こんにちは。アクティブイングリッシュのフォックス咲子です。

 

つい数日前こんなことがありました。

私がお手伝いしているゲストハウスに、香港からのお客様

(若い男性二人)がチェックインしました。

 

夕方、具合が悪いので、今から行ける病院はあるか

聞かれました。日本語はできませんが、英語は話せる方でした。

 

もう夕方5時近く、どこの病院も閉まっていたので、近くの開いている

病院に電話をした時のやりとり。

 

「外国人の観光客ですが、熱があるので今から診てもらえますか。」

 

「え、外国人ですか。日本語できないんですよね?保険証ないんですよね?」

 

「私が付いて行きますので、言葉の問題はないです。

保険証はもちろんないので、全額お支払いします。

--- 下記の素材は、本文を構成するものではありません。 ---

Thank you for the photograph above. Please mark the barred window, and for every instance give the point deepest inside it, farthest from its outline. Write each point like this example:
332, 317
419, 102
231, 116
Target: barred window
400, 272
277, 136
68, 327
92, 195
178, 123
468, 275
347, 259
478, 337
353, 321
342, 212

」

 

「ちょっと待ってください。確認します」と言って保留にされました。

 

「確認」て、まだ受付時間終わってないのに、確認もなにも、と

思っていたら、「ちょっとうちでは。。。他をあたって下さい。すみませんねえ」

 

え?ていうか、やっぱり、っていうか。

 

「ちょっとうちでは(外人は、面倒なので、診たくないです)」という

行間だったんでしょうかね。私の読みすぎですかね??

 

日本政府は「外国人観光客を2020年までに200万人受け入れる」

という目標を掲げ、現時点で既に200万人を超えたため、

200万人改め400万人になっています。

 

これだけ来たら、そりゃ具合が悪くなる人も出るでしょう。

病院に行くことになる人も、いるでしょう。

 

あっちもこっちも、「おもてなし」とか言ってますが、

私には、自分が「もてなしたい」と思った時だけ「もてなす」

という感じがしてなりません。

「おもてなし」って、何か特別扱いしてあげる、という雰囲気が漂ってる

気がします。私はそこに、すごく違和感を感じます。

 

私が普段接する外国人の観光客は、いわゆる観光客向けに

「これを見せれば喜ぶだろう、外国人は」という部分ではなく、

平凡な日本人の日常を知りたがっています。

 

普通の食卓にはどんなおかずがのるのか。

年金制度はどうなっているのか。

学校の制度はどうなっているのか。

家はいくらぐらいで買えるのか。

税金は高い?

子供の部活動は?

などなど。

 

先日、通訳ガイドと旅行業界の交流会なるものがあり、

出席したらNHKに突然マイクを向けられ、「(増え続ける外国人

観光客の受け入れについて)どう思いますか」と聞かれました。

 

そこでやはり、私は正直に答えました。

 

「これが見たいだろう、これがやりたいだろう」と、こっちが

決め付けるのが「おもてなし」ではありません。

日本人の日常を知りたがっている人には、例えば地元の人しか

行かないようなお店に連れて行ってあげたいと思います。

 

と言ったら、放送されたときには

 

「地元の人しか行かないようなお店に連れて行ってあげたい」

 

の部分だけにカットされていました。

 

なんだか腑に落ちず。。。。

 

 

結局、香港のお兄ちゃん二人は、別の病院で診てもらいました。

 

先生も、看護師さんもとても親切で、きっとホッとしたでしょう。

人間、具合が悪いときが一番心細いですよね。

ましてや、言葉の通じない国で、処方された薬の名前も

読めないなんて、不安この上ないでしょう。

 

でも、これにはオチがあって、

私の通訳ガイドとしての力量を試された時でした。

その話は、また今度。

 

 

 

今日も読んでいただき、ありがとうございました。